“Hai, Nyonya! Kenapa kau tutup mulut putrimu?’' Seorang pria paruh baya bertanya padanya.
“Maaf, Tuan, putriku suka sekali memaki, jadi aku minta dia untuk diam saja.” Alice beralasan.
Lelaki itu hanya menggeleng-gelengkan kepalanya, sambil tertawa mendengar jawaban Alice.
“Gadis secantik dia bagaimana bisa mengeluarkan kata-kata makian? Ha ...ha ... ha ... ini kedengarannya lucu sekali!” Lelaki bernama Deke itu terus tertawa, membuat Alice dan Kimberley tertunduk malu, wajah mereka terlihat merona.
“Berarti dia sama seperti Putri Juliette, anak raja kita, Tuan Rehard” Samantha mendengus kesal.
“Halo, Samantha, Putri Juliette bukan putri raja, tapi dia hanya seorang anak dari seorang pelayan wanita yang dijadikan selir oleh raja kita. Setelah Permaisuri Alice terusir bersama bayinya, Putri Kimberley, karena dituduh menjalin hubungan gelap dengan pengawalnya yang bernama Daroll, akhirnya selir bernama Zelena itu menggantikan posisi Permaisuri Alice.”
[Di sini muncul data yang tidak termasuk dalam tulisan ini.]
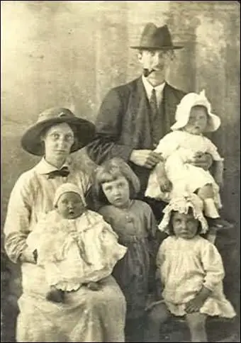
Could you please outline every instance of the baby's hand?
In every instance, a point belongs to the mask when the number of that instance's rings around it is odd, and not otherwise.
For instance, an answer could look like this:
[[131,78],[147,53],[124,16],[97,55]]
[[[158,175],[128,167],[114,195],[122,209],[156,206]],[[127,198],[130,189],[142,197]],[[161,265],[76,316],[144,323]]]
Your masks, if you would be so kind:
[[87,288],[91,291],[99,291],[101,286],[97,282],[91,281],[88,283]]
[[172,182],[167,177],[162,176],[159,178],[158,182],[162,192],[169,192],[172,190]]
[[187,313],[191,313],[193,312],[198,312],[205,302],[205,300],[202,297],[196,296],[194,299],[191,299],[186,304],[186,312]]

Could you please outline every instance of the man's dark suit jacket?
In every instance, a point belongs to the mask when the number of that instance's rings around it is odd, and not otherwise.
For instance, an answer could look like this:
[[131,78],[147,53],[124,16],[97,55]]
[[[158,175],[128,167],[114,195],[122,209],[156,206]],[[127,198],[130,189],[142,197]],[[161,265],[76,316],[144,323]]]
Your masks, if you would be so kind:
[[176,106],[184,95],[182,91],[166,83],[160,117],[152,123],[142,77],[112,89],[101,106],[96,122],[96,136],[86,147],[89,156],[97,164],[112,157],[123,158],[140,179],[141,198],[150,171],[131,163],[130,155],[133,150],[154,149],[153,125],[159,125],[158,140],[169,132],[175,121]]

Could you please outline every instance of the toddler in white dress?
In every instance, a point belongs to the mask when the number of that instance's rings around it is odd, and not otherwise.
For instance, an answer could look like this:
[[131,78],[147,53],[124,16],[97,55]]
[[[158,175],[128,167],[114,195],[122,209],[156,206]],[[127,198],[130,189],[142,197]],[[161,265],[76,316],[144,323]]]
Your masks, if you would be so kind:
[[111,227],[85,207],[78,187],[64,184],[56,191],[55,209],[43,215],[27,238],[50,286],[47,298],[62,302],[65,291],[85,285],[93,291],[112,273],[127,248]]
[[[151,172],[145,196],[166,202],[176,196],[196,193],[203,201],[210,224],[222,227],[230,223],[220,218],[219,194],[223,185],[223,159],[203,133],[218,130],[219,117],[211,113],[204,91],[186,94],[177,106],[176,123],[159,142],[155,152],[164,161]],[[208,153],[213,160],[213,177],[208,171],[191,164],[197,154]]]
[[191,194],[172,199],[164,210],[159,228],[169,236],[157,255],[157,283],[163,300],[147,309],[145,342],[158,342],[160,325],[171,315],[185,316],[191,342],[208,342],[208,316],[235,316],[223,293],[222,258],[215,245],[199,235],[208,230],[202,209],[201,199]]

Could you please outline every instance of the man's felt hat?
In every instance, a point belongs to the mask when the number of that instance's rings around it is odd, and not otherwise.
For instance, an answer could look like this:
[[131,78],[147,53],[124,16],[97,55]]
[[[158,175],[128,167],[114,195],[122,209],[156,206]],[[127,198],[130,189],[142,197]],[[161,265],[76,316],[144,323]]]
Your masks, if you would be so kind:
[[92,123],[77,117],[68,108],[53,107],[42,112],[37,122],[23,134],[21,139],[23,149],[30,154],[43,156],[45,148],[41,136],[45,130],[62,123],[69,125],[77,138],[71,147],[71,152],[84,147],[94,137],[95,125]]
[[181,49],[183,47],[172,43],[171,33],[167,25],[157,28],[152,23],[148,23],[144,28],[139,45],[130,47],[138,50],[169,50]]

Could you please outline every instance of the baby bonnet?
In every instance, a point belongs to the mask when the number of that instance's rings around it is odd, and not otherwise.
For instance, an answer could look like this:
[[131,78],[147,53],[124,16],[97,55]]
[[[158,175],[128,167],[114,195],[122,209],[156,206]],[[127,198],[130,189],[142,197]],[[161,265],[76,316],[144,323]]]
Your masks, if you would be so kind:
[[203,201],[194,193],[172,198],[163,210],[164,214],[162,220],[158,225],[159,229],[169,235],[169,222],[172,211],[187,214],[189,208],[192,208],[195,219],[197,219],[201,223],[201,233],[206,233],[208,229],[208,225],[203,213]]
[[221,120],[218,116],[212,113],[211,106],[206,96],[204,89],[199,94],[188,93],[182,98],[176,107],[176,123],[171,127],[171,129],[174,130],[184,128],[189,122],[191,108],[198,105],[203,106],[207,109],[208,120],[206,132],[211,133],[218,130],[220,125]]
[[86,206],[84,196],[81,191],[81,190],[79,189],[79,188],[74,184],[70,184],[67,182],[66,184],[62,184],[61,186],[60,186],[60,187],[57,189],[55,194],[54,203],[53,203],[55,207],[57,206],[57,203],[60,196],[62,194],[65,194],[65,193],[68,193],[68,192],[76,193],[77,194],[78,194],[80,196],[80,198],[82,199],[84,206]]

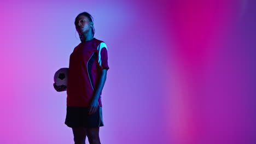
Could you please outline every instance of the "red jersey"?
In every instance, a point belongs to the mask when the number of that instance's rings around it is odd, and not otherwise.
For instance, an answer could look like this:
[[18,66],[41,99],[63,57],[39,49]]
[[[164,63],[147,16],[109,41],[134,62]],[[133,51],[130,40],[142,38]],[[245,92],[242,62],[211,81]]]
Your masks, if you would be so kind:
[[[96,38],[81,43],[69,57],[67,106],[88,107],[94,94],[100,70],[108,69],[107,46]],[[101,92],[98,106],[102,106]]]

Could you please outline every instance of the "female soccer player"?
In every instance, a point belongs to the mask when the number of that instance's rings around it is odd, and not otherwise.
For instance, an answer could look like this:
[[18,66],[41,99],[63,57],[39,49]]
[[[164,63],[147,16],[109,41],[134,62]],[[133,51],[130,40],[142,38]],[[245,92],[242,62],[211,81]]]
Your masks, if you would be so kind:
[[103,126],[101,92],[107,77],[107,47],[94,38],[93,18],[89,13],[79,14],[74,24],[81,43],[69,57],[67,89],[54,83],[58,92],[67,91],[65,124],[72,128],[75,144],[101,143],[100,127]]

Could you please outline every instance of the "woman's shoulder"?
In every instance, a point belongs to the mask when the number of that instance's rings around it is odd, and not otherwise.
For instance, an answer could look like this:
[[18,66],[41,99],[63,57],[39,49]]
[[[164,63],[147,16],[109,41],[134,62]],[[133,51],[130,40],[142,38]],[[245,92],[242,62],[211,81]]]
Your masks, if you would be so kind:
[[101,43],[105,43],[105,42],[102,40],[100,40],[100,39],[96,39],[96,38],[95,38],[95,41],[98,43],[98,44],[100,44]]

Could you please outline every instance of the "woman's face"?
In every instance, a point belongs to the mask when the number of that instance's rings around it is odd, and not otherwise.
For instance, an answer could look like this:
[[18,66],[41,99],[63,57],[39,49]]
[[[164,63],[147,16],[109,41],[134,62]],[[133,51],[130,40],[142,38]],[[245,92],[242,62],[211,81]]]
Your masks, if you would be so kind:
[[75,29],[80,34],[88,33],[91,28],[90,25],[88,18],[83,15],[79,16],[75,22]]

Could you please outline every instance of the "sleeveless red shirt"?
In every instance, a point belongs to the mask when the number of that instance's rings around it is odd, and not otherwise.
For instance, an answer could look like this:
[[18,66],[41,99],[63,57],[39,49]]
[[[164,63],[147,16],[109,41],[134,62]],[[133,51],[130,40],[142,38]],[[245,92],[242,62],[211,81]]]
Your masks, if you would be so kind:
[[[89,106],[103,69],[109,69],[107,47],[103,41],[94,38],[74,49],[69,57],[67,106]],[[101,93],[98,102],[102,106]]]

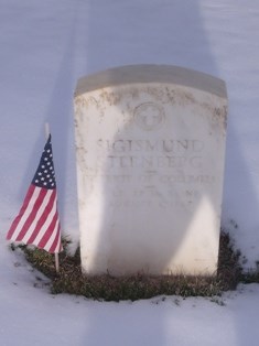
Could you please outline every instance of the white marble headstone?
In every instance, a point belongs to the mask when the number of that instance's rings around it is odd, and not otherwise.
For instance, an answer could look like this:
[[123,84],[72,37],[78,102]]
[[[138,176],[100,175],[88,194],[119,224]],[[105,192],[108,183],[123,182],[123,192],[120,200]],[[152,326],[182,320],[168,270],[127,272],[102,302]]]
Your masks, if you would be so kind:
[[85,273],[214,274],[227,95],[175,66],[78,80],[75,131]]

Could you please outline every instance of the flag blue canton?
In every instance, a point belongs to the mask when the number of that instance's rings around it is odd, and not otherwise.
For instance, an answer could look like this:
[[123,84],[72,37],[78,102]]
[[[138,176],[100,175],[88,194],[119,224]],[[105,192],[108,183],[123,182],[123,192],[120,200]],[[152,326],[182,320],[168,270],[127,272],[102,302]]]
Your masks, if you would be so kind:
[[32,184],[37,187],[53,190],[56,187],[55,171],[53,164],[51,134],[44,147],[40,164],[32,180]]

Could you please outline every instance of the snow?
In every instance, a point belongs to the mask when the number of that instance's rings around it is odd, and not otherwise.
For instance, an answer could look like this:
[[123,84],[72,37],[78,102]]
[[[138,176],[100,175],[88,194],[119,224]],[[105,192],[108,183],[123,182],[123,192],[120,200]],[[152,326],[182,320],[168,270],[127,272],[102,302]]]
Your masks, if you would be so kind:
[[[9,345],[258,345],[259,285],[209,299],[105,303],[48,294],[6,234],[50,122],[60,214],[78,241],[73,91],[87,74],[171,64],[226,80],[229,121],[223,227],[259,259],[259,3],[256,0],[0,0],[0,343]],[[223,305],[223,306],[222,306]]]

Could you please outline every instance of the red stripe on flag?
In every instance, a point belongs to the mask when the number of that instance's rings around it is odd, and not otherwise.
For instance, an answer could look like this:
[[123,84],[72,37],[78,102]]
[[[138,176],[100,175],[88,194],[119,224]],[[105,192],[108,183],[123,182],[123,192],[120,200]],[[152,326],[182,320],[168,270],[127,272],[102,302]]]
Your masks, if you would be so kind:
[[[47,193],[46,188],[41,188],[40,194],[36,198],[36,202],[33,205],[32,212],[30,213],[24,226],[22,227],[21,231],[19,233],[18,237],[17,237],[17,241],[22,241],[23,237],[25,236],[28,229],[30,228],[31,224],[33,223],[33,220],[35,219],[36,213],[39,210],[39,208],[41,207],[44,197]],[[30,206],[31,201],[26,201],[25,198],[25,203],[28,206]],[[24,210],[24,213],[26,212],[26,209]]]
[[50,196],[48,203],[46,204],[46,207],[42,214],[42,216],[40,217],[39,221],[36,223],[35,229],[33,231],[33,234],[31,235],[31,237],[28,239],[26,244],[33,244],[33,241],[35,240],[37,234],[40,233],[41,228],[43,227],[43,225],[45,224],[52,208],[55,202],[55,197],[56,197],[56,190],[52,191],[52,195]]
[[[28,208],[28,203],[25,202],[29,202],[34,193],[34,190],[35,190],[35,186],[34,185],[30,185],[29,190],[28,190],[28,193],[26,193],[26,196],[25,196],[25,199],[23,202],[23,205],[18,214],[18,216],[15,217],[15,219],[13,220],[9,231],[8,231],[8,235],[7,235],[7,239],[10,240],[12,238],[12,235],[14,234],[23,214],[25,213],[26,208]],[[12,239],[13,241],[15,241],[15,239]]]

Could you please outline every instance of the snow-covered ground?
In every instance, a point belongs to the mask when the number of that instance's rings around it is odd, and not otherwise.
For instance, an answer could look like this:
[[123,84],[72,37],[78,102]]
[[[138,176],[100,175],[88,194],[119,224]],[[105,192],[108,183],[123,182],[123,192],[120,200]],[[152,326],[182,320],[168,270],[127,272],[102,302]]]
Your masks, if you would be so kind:
[[258,345],[257,284],[239,286],[217,303],[170,296],[118,304],[52,296],[4,238],[34,174],[48,121],[62,225],[78,240],[76,80],[119,65],[171,64],[226,80],[223,226],[247,257],[247,267],[255,267],[259,2],[0,0],[0,345]]

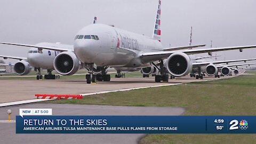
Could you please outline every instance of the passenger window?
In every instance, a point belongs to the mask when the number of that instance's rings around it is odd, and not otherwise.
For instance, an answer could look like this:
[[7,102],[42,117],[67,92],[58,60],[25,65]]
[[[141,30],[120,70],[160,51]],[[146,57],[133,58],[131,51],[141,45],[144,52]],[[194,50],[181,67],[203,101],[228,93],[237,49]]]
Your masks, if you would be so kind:
[[83,39],[84,38],[84,35],[79,35],[78,36],[78,39]]
[[99,37],[98,36],[95,36],[95,37],[96,37],[96,40],[99,40]]
[[84,36],[84,39],[91,39],[91,36],[90,35]]
[[78,38],[78,36],[79,36],[79,35],[76,36],[76,37],[75,37],[75,40],[77,39],[77,38]]
[[95,38],[95,36],[92,35],[91,36],[92,36],[92,39],[96,39],[96,38]]

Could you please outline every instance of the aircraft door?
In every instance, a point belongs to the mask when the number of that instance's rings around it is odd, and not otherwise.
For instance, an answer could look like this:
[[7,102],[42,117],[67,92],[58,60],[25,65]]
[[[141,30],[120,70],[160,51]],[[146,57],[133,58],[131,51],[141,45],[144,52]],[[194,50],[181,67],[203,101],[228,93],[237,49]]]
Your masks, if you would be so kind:
[[115,44],[114,44],[114,43],[115,43],[115,42],[114,42],[115,37],[110,33],[108,33],[108,37],[109,37],[109,39],[111,41],[111,42],[110,42],[110,48],[111,49],[114,49],[115,48]]

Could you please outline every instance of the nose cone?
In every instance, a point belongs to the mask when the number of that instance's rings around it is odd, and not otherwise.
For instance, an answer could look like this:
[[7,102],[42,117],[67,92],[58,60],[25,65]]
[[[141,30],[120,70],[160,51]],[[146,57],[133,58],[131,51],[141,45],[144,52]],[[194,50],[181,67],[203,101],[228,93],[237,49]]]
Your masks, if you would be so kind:
[[35,68],[39,68],[40,61],[38,60],[39,53],[29,53],[28,54],[28,61],[29,65]]
[[90,42],[91,39],[76,39],[74,49],[77,58],[84,63],[92,63],[96,57],[95,50]]

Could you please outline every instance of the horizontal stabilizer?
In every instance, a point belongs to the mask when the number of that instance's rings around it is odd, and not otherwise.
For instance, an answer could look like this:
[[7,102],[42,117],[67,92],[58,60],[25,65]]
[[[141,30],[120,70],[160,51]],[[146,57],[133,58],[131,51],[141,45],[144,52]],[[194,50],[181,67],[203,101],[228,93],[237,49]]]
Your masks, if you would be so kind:
[[199,47],[205,46],[206,45],[190,45],[190,46],[179,46],[179,47],[169,47],[165,48],[163,49],[163,51],[177,51],[184,49],[193,49]]

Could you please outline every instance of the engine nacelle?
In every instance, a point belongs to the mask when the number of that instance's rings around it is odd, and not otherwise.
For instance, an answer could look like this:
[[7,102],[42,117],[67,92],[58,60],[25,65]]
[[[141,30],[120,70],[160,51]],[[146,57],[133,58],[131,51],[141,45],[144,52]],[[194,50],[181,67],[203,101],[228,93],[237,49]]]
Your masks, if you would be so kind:
[[158,72],[159,72],[159,70],[158,68],[156,68],[156,67],[154,66],[153,67],[153,71],[152,71],[152,75],[157,75],[157,74],[158,74]]
[[238,75],[239,74],[239,71],[237,69],[236,69],[234,70],[234,74],[235,74],[235,75]]
[[[92,72],[95,74],[101,74],[102,72],[102,70],[104,69],[103,67],[97,67],[96,68],[93,67],[92,68]],[[106,70],[105,73],[107,74],[107,70]]]
[[31,67],[28,62],[21,60],[15,63],[13,70],[16,74],[23,76],[30,72]]
[[153,67],[142,68],[140,70],[140,71],[141,71],[141,73],[142,73],[144,75],[150,75],[152,74],[153,71],[154,71]]
[[176,52],[168,57],[166,67],[172,75],[181,77],[190,73],[193,63],[190,58],[186,53]]
[[228,67],[223,67],[221,69],[221,74],[223,76],[228,76],[231,74],[232,70]]
[[214,76],[218,74],[218,68],[213,64],[208,65],[206,66],[206,74],[209,76]]
[[79,69],[79,60],[72,52],[63,52],[54,59],[53,66],[55,70],[62,75],[71,75]]

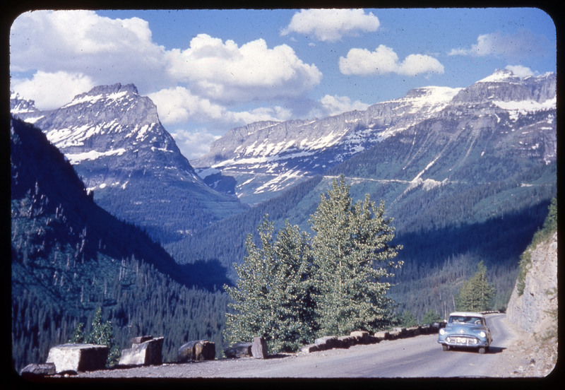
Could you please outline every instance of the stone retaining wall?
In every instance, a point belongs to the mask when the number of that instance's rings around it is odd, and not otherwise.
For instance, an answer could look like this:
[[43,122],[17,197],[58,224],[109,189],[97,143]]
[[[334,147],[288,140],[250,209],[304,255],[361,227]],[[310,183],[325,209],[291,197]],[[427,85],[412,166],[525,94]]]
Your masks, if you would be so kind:
[[395,340],[415,337],[420,334],[438,333],[440,328],[445,326],[444,322],[436,322],[432,325],[422,325],[411,328],[395,328],[392,331],[376,332],[370,334],[364,331],[351,332],[349,336],[326,336],[316,338],[314,344],[304,345],[300,348],[302,353],[311,353],[320,350],[335,348],[348,348],[358,344],[376,344],[383,340]]

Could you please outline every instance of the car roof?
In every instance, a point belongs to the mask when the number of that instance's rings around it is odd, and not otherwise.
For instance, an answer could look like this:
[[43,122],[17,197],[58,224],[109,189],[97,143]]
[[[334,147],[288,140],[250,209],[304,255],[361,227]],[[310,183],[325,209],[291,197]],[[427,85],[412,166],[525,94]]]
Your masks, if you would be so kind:
[[484,316],[480,313],[475,313],[474,312],[453,312],[449,314],[451,316],[461,316],[461,317],[484,317]]

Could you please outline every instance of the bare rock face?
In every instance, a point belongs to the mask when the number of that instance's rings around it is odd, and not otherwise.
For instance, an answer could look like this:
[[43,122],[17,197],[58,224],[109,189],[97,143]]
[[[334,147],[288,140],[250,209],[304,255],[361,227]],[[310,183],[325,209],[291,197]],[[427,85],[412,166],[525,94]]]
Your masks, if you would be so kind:
[[52,348],[47,363],[54,363],[57,373],[94,371],[106,367],[108,347],[94,344],[63,344]]
[[532,252],[525,287],[518,296],[514,288],[509,302],[509,320],[529,333],[540,333],[552,325],[557,309],[557,233]]
[[208,340],[189,341],[179,348],[177,362],[213,360],[216,355],[215,344]]
[[20,374],[23,377],[46,377],[56,373],[54,363],[32,363],[23,367]]
[[[149,336],[150,337],[150,336]],[[131,348],[121,351],[120,365],[155,365],[162,363],[162,348],[165,338],[142,336],[132,339]],[[138,341],[138,342],[136,342]]]

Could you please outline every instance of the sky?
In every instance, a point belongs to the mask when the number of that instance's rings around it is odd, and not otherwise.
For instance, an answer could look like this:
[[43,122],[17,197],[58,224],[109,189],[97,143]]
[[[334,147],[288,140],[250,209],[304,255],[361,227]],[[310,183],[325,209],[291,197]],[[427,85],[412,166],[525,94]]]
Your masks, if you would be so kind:
[[133,83],[194,159],[230,129],[323,118],[498,69],[557,71],[535,8],[34,11],[10,32],[10,88],[40,110]]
“Hai, Deke, kau jangan membual pagi-pagi begini, apalagi tentang isu yang terjadi di dalam istana, kalau tidak mau hidupmu berakhir di dalam penjara bawah tanah!” Chaiden, lelaki berkumis tebal si pedagang sayur memperingatkan Deke. Membuat wajah Deke memerah, mengingat betapa mengerikannya jika ia harus menghabiskan sisa hidupnya di dalam penjara bawah tanah seperti Daroll.
“Nyonya, mana gaun pilihanmu?” Deke mengalihkan pembicaraannya. Ditatapnya Alice dan Putri Kimberley bergantian.
“Itu, Tuan!”
“Wow, itu cantik sekali untuk Wilona, bahkan Putri Juliette si anak selir itu pun akan kalah dengan kecantikan putrimu.”
“Terima kasih, Tuan.” Alice mengangguk sopan.
“Berapa harga gaun ini?” tanyanya pada Deke.
“Lima keping uang perak, Nyonya,” jawab Deke sambil menurunkan satu buah gaun yang ditunjukkan oleh Alice tadi.